Depardieu’s knuckles were white from the pressure of his fingers gripping the file as he agitatedly made his way through it. There was mention of Milo’s assets, which included the house at 28, rue Edmond-Petit. Everything that had belonged to his parents was now rightfully his. Gérard assumed that it was the godmother who had made the decision that they should move in, although the idea of living in the house where his father had hanged himself and his mother had died from a barbiturate overdose did not strike him as being in the best possible taste.

He turned the page to find confirmation that the boy’s godmother, Tiphaine Geniot, was also his legal guardian, along with her partner, Sylvain Geniot. The report concluded with details about each of the committee members present: profession, marital status, and address. That was when he discovered something he hadn’t even known he was looking for.
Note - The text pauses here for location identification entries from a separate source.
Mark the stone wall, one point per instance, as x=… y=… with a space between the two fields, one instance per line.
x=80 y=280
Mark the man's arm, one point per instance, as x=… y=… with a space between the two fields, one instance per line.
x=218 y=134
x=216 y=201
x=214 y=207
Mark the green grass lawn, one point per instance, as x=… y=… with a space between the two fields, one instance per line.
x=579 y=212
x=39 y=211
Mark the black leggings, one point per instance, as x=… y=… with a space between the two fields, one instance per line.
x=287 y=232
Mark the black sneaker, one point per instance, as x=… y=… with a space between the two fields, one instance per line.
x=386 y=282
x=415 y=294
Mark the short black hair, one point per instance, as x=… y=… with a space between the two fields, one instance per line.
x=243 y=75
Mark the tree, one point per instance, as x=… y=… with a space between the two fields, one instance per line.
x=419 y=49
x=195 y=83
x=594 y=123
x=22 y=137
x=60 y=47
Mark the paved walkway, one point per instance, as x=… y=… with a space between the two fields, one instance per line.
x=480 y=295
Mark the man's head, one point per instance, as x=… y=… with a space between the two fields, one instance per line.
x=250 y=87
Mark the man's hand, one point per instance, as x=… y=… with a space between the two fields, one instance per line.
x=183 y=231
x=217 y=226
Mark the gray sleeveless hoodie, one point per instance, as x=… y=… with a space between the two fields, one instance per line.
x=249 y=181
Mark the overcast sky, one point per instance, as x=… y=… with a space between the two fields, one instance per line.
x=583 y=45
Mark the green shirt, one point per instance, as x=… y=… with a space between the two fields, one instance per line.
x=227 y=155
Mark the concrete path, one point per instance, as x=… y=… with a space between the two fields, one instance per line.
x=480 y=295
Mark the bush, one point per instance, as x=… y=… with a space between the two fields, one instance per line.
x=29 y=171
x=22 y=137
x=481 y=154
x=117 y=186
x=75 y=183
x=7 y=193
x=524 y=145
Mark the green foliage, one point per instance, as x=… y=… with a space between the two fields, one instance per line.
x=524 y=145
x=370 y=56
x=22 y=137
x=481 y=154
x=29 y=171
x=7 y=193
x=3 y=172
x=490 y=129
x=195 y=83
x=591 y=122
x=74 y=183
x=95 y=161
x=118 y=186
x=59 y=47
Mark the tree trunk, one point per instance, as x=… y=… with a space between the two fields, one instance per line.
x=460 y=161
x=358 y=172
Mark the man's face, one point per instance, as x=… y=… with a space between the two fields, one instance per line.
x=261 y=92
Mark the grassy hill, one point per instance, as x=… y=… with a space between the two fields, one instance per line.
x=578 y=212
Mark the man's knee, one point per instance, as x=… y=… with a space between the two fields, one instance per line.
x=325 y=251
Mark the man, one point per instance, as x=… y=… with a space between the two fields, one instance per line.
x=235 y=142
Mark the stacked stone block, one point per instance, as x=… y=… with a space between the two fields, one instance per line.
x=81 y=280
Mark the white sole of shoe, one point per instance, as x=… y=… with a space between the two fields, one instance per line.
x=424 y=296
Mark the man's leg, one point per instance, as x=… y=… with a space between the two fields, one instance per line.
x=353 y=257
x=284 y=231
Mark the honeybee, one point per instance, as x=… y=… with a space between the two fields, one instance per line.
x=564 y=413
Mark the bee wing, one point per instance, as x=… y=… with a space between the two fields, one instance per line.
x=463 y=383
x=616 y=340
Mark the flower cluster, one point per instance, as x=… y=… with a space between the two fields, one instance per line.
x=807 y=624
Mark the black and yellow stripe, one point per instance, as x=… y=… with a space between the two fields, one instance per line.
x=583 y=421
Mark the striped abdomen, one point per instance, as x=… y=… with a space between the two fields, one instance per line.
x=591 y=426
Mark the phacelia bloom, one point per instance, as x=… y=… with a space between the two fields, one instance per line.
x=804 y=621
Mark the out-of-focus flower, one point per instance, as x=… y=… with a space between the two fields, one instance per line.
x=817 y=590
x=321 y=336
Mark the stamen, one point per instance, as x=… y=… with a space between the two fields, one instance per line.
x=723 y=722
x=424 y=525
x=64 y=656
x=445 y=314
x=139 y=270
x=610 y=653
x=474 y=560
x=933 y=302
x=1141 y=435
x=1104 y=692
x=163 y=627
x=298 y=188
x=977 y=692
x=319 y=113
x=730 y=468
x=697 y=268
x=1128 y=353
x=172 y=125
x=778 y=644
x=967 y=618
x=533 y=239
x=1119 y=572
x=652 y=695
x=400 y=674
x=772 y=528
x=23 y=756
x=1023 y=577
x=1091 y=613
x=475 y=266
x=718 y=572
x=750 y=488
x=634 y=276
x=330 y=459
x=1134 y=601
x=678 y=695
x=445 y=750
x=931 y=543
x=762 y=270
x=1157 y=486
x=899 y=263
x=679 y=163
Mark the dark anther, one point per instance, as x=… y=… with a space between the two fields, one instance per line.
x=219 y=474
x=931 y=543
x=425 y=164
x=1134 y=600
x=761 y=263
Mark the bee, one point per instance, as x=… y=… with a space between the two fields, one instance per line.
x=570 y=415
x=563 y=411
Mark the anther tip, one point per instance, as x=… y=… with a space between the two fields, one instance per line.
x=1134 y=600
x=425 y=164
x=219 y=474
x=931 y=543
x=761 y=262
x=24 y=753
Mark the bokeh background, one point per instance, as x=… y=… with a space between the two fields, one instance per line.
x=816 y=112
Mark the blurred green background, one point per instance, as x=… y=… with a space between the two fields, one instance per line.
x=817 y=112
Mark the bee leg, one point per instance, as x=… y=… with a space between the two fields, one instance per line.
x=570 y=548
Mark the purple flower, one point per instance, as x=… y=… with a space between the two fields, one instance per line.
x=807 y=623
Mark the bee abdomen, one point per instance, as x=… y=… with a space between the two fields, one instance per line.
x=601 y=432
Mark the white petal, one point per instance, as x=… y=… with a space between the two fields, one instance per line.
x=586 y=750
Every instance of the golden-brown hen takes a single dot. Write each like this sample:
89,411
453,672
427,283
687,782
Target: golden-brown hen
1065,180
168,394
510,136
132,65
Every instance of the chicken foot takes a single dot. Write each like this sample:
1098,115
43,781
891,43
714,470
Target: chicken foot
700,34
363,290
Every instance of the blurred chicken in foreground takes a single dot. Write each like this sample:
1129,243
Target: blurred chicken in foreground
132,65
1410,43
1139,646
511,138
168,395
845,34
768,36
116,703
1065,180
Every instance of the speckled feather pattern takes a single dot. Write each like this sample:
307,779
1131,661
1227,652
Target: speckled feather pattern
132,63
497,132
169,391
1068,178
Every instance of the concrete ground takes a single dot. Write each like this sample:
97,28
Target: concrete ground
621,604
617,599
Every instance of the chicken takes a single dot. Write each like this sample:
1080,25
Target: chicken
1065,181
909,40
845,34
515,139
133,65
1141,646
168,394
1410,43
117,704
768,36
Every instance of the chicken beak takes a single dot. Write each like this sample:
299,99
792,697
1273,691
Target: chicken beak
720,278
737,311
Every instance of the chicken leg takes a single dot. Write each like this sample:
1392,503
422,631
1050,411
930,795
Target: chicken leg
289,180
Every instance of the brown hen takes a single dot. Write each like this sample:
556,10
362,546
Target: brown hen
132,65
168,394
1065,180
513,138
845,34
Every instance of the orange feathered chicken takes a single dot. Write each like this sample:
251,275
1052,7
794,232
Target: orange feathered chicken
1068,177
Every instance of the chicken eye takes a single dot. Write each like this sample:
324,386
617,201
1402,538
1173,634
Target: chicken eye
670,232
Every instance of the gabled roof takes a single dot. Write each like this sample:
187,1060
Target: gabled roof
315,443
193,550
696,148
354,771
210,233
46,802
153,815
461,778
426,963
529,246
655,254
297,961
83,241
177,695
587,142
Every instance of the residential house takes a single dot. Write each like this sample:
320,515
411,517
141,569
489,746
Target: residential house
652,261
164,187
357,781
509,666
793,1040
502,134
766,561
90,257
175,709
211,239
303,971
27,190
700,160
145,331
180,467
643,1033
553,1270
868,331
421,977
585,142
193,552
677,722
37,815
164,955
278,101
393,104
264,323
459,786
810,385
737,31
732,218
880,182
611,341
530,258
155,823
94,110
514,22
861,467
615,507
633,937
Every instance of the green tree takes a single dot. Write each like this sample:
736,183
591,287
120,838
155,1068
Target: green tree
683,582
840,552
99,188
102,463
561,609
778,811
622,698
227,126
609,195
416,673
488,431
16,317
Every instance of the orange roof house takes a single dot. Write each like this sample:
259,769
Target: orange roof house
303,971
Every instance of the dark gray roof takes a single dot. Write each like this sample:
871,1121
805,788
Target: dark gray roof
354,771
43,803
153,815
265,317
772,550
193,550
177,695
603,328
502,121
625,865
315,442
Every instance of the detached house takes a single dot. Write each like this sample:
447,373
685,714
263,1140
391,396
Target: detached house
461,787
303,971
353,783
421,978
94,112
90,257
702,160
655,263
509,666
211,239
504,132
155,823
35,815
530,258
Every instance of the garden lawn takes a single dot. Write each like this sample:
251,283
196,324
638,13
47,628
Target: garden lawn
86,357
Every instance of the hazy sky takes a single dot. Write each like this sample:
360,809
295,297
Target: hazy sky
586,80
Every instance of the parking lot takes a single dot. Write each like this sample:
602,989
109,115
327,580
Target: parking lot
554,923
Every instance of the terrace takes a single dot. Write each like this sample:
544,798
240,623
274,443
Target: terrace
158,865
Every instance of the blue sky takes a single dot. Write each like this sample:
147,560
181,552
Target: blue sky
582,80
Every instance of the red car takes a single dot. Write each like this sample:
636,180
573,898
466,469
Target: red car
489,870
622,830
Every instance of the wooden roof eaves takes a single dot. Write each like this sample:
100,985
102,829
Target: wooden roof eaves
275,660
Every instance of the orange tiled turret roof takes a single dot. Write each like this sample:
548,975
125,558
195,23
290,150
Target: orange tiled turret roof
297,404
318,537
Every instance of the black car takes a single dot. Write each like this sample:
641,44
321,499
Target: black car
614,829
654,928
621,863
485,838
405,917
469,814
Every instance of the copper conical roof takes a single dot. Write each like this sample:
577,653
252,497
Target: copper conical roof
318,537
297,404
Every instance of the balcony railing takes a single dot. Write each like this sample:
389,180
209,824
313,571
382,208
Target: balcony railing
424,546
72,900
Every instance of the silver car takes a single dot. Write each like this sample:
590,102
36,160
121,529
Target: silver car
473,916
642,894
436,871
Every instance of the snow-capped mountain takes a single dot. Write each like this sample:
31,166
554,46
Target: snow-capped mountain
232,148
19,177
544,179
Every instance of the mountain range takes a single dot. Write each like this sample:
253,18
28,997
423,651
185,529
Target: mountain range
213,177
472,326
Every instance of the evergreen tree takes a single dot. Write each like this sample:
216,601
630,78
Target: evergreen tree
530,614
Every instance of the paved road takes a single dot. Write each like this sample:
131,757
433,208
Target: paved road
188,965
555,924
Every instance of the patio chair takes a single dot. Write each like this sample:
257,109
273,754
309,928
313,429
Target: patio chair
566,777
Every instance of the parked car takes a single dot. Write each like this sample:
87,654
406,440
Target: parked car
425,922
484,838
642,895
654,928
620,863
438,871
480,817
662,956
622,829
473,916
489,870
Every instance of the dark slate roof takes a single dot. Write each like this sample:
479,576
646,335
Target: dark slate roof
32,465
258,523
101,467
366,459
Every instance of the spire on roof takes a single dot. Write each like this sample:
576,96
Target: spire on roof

When he saw where Tiphaine Geniot had been living at the time of the events, his face froze, his body flooded with adrenaline, and he swallowed an expletive, which he eventually released, relishing the clack of the consonants.

“What the actual fucking fuck.”

Tiphaine Geniot. 26, rue Edmond-Petit.

Nora’s house.

So Tiphaine must be the neighbor whom his client had accused of murdering Ernest Wilmot, his probation officer. And she was the person David Brunelle had been afraid might hurt Milo. How on earth was it possible that the woman who, according to Brunelle, was the source of all his misfortunes and a danger to his family had gone on to be entrusted with bringing up his son?